Elise, a mãe do autor, fugiu da Áustria para a França em 1938, onde sobreviveu sob o regime colaboracionista de Philippe Pétain. Com a invasão da França pela Alemanha em 1940, Elise conseguiu vistos emitidos pelo diplomata Luís Martins de Souza Dantas, que desafiou as ordens impostas pelo governo brasileiro para continuar salvando vidas.
O pai do autor, Hans Glasberg, por sua vez, foi um dos judeus salvos pelo acordo entre o governo brasileiro e o Vaticano para acolher os chamados “católicos não-arianos”, intervenção que permitiu aos judeus encontrarem refúgio no Brasil, longe dos horrores da guerra.
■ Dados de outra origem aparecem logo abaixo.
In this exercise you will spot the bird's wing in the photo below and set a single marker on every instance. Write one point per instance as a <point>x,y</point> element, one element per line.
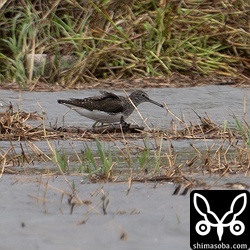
<point>107,102</point>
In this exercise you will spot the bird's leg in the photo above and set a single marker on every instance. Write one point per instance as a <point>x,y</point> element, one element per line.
<point>125,126</point>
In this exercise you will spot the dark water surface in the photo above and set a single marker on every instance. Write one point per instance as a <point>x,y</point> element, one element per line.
<point>220,102</point>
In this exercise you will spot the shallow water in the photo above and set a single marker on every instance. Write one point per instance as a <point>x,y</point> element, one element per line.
<point>220,102</point>
<point>149,217</point>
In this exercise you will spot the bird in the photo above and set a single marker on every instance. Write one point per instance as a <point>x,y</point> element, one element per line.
<point>108,107</point>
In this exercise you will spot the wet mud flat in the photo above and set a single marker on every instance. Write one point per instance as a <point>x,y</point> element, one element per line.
<point>49,208</point>
<point>40,215</point>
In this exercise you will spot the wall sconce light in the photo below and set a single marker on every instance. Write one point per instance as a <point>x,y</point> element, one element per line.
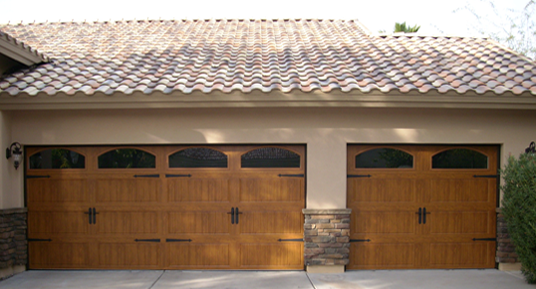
<point>15,151</point>
<point>531,148</point>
Ambos se conheceram durante a viagem de navio ao solo brasileiro.
Elisa Klinger foi uma das últimas pessoas que obtiveram o “visto diplomático” concedido por Souza Dantas, uma maneira que o diplomata encontrou para contornar a proibição de vistos no Estado Novo, embora sua ação fosse considerada ilegal.
“Pelo que minha mãe conta, ela saiu no finzinho, entre o natal e o ano novo de 1940 e conseguiu escapar. O visto estava pré-datado em novembro, isso tudo eu descobri depois, pela documentação que o historiador Fábio Koifman levantou”, relembra Rubens.
Normalmente, vistos devem ser emitidos pelo cônsul e exigem um processo burocrático rigoroso, com certificados médicos e documentos policiais, que muitos refugiados não possuíam. Por isso, Dantas escrevia os vistos à mão e em francês, a fim de facilitar a saída dos refugiados da Europa.
“Isso a própria polícia marítima que também ajudou falou ‘esse visto é um absurdo. O camarada escreveu em francês, onde já se viu, ele tinha que escrever em português’. E ele escrevia em francês para ajudar a pessoa sair, porque se fosse em português, o pessoal da própria França iria olhar e dizer ‘epa, o que é isso?’”, explica o historiador Fábio Koifman.
Em um caso particular, o FBI questionou a autenticidade de um visto manuscrito assinado por Souza Dantas.
”O FBI olhou o visto e disse ‘que camarada é esse que tem um visto escrito à mão e assinado por Souza Dantas, o que é isso?’. Aí o pessoal da secretaria de estado falou: ‘olha, a gente já sabe desses, chegaram vários aqui, a gente sabe quem é o camarada e ele só fazia isso por bondade do coração’. Essa história de coração enorme, um bom coração, eu ouvi tantas vezes”.
Conhecido como um bon vivant e amante das artes, Souza Dantas era profundamente envolvido na vida cultural parisiense, especialmente no teatro, “ele era muito articulado, politicamente era muito eficiente. Paris é um cargo muito disputado, e ele conseguiu ficar lá por 20 anos”.
“Ele recebia os ilustres brasileiros que iam para lá, jornalistas, políticos, arrumava ingresso. Ele viveu, assim como ele tinha uma vida muito espartana. Acolhia e ajudava todos os brasileiros”, diz Koifman.
Para o jornalista Rubens Glasberg, a missão de Souza Dantas joga luz aos que hoje são considerados refugiados – ou indesejados. “Hoje os perseguidos são os que tentam entrar nos Estados Unidos pela fronteira, as pessoas que morrem no Mediterrâneo afogadas tentando entrar na Itália. Isso você vê no movimento da direita contra a imigração, especialmente do Oriente Médio e da África. Os indesejados de hoje são os árabes“.